Search code examples
pythonnlpspacy

spaCy phrase matcher:TypeError when trying to remove matched phrases


I am trying to effectively clean text that was derived from automatic speech recognition software Using spaCy phrase matcher (https://spacy.io/usage/rule-based-matching#phrasematcher). The data is very dirty and does not separate speakers, so I am trying to remove repetitive phrases across all data samples. Using the rule-based phrase matcher, I am able to find the target text in my sample strings, but in trying to replace them with spaces, I receive a type error below: TypeError: replace() argument 1 must be str, not spacy.tokens.token.Token

My code is below:

# Import the required libraries:
import spacy
from spacy.matcher import PhraseMatcher

# Declare string from text extracted from a dataframe.  Please note that there are many errors in the ASR, including words recognized incorrectly such as "mercado" which a mis-translated utterance from the IVR.  

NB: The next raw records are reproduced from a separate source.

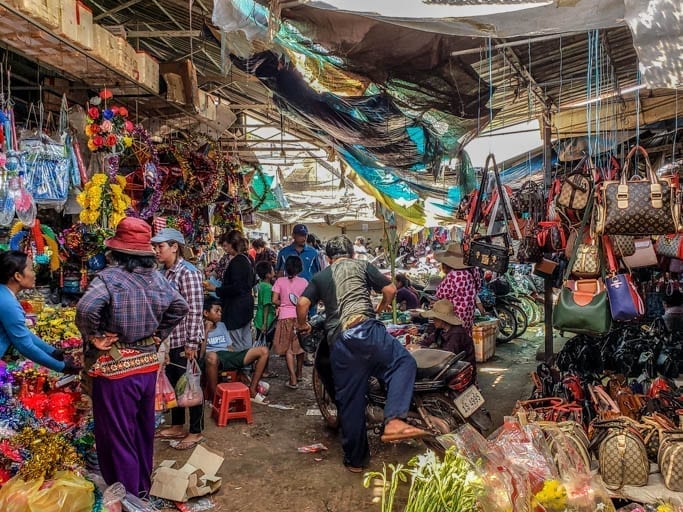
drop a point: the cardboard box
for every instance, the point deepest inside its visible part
(484, 336)
(127, 59)
(68, 23)
(148, 71)
(196, 478)
(105, 45)
(85, 26)
(45, 12)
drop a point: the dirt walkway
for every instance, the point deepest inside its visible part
(264, 472)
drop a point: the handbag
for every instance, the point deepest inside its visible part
(188, 389)
(638, 206)
(587, 263)
(624, 300)
(491, 251)
(582, 307)
(670, 246)
(624, 245)
(576, 188)
(623, 459)
(670, 459)
(529, 250)
(644, 256)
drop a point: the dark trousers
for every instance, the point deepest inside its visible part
(124, 430)
(174, 371)
(360, 352)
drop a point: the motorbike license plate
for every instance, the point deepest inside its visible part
(469, 401)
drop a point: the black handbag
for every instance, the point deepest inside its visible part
(491, 251)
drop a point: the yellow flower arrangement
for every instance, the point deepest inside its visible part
(103, 202)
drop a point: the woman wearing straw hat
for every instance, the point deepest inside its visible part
(449, 334)
(461, 284)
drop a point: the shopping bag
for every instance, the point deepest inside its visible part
(165, 394)
(188, 389)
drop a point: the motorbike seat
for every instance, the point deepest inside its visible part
(431, 362)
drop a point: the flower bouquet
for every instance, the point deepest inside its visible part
(104, 201)
(108, 128)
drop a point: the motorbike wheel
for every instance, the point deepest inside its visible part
(327, 406)
(508, 324)
(522, 319)
(530, 308)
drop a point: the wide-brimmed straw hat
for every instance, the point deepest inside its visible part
(133, 236)
(443, 310)
(453, 256)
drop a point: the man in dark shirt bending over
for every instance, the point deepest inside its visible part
(360, 347)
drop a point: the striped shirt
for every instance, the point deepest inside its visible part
(187, 280)
(134, 305)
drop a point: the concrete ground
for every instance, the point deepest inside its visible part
(263, 471)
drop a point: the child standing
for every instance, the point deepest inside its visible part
(286, 342)
(265, 309)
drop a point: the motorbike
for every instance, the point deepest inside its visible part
(445, 394)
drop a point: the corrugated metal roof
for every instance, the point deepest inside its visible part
(524, 76)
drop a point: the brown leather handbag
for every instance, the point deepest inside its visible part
(634, 206)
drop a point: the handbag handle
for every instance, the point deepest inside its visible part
(575, 250)
(651, 176)
(474, 226)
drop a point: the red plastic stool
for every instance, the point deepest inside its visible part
(231, 394)
(228, 376)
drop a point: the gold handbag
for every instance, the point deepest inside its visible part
(623, 459)
(587, 263)
(634, 206)
(670, 459)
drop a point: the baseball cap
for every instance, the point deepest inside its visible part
(300, 229)
(168, 235)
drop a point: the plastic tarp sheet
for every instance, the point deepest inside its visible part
(657, 28)
(503, 18)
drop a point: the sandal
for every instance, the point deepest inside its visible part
(186, 445)
(260, 399)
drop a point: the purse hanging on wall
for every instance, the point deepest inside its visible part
(582, 307)
(493, 250)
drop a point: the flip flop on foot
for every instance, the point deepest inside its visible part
(186, 445)
(260, 399)
(408, 432)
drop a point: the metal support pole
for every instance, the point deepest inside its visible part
(548, 285)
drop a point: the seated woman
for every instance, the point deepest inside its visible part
(220, 354)
(449, 334)
(406, 298)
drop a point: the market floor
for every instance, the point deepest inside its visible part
(264, 472)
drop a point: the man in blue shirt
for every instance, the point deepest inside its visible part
(298, 247)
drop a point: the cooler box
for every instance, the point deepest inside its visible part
(484, 336)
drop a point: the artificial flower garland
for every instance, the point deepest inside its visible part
(103, 199)
(108, 129)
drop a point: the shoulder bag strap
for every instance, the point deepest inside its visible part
(584, 221)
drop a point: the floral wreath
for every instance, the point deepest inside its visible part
(148, 157)
(34, 240)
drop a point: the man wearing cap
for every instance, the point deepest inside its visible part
(461, 284)
(360, 347)
(449, 333)
(299, 247)
(122, 316)
(187, 337)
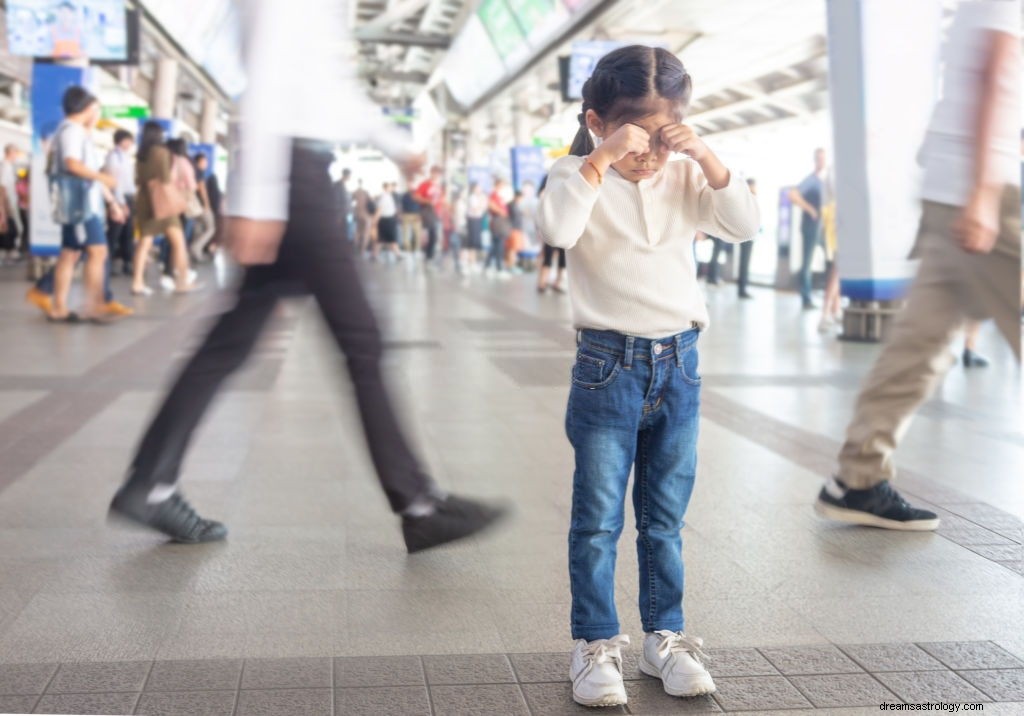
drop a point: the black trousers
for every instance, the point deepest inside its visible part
(743, 280)
(312, 260)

conv_str = "Welcome to companyx, to continue in English, please press one but I contin into mercado. Hello, I am V companyx, virtual assistant to best serve you during our conversation. Please provide your responses after I finished speaking in a few words please tell me what you're calling about. You can say something like I want to change my account information"

# call the matcher
matcher = PhraseMatcher(nlp.vocab, attr="LOWER")

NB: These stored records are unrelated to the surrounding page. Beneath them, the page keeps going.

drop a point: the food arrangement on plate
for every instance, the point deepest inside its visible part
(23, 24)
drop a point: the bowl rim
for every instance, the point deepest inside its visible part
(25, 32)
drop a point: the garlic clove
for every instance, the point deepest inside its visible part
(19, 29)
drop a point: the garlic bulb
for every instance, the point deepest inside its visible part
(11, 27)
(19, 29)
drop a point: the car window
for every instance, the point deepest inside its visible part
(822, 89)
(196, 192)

# Declare a list of strings to search for in another string

terms = ["Welcome to CompanyX", "to continue in English, please press one", "virtual assistant", "In a few words please tell me what you're calling about", "CompanyX"]
# the stack overflow interface is incorrectly coloring some of the term strings, but it works in python

# create patterns variable
patterns = [nlp.make_doc(text) for text in terms]
matcher.add("TerminologyList", patterns)

doc = nlp(conv_str)
matches = matcher(doc)
for match_id, start, end in matches:
    span = doc[start:end] # span is a list
    terms_not_needed = list(span)
    for item in terms_not_needed:
        conv_str.replace(item, ' ')

As I mentioned, I get the TypeError as printed out above. I understand that the str.replace argument requires a string, but I was thinking that by declaring the span a list that I could iterate through that terms_not_needed list for individual string matches. Any guidance would be very helpful.


Solution

  • There are a couple of issues with your approach here. One is that because of the way replace works, if you're using it there's no reason to use the PhraseMatcher - replace will already replace all instances of a string.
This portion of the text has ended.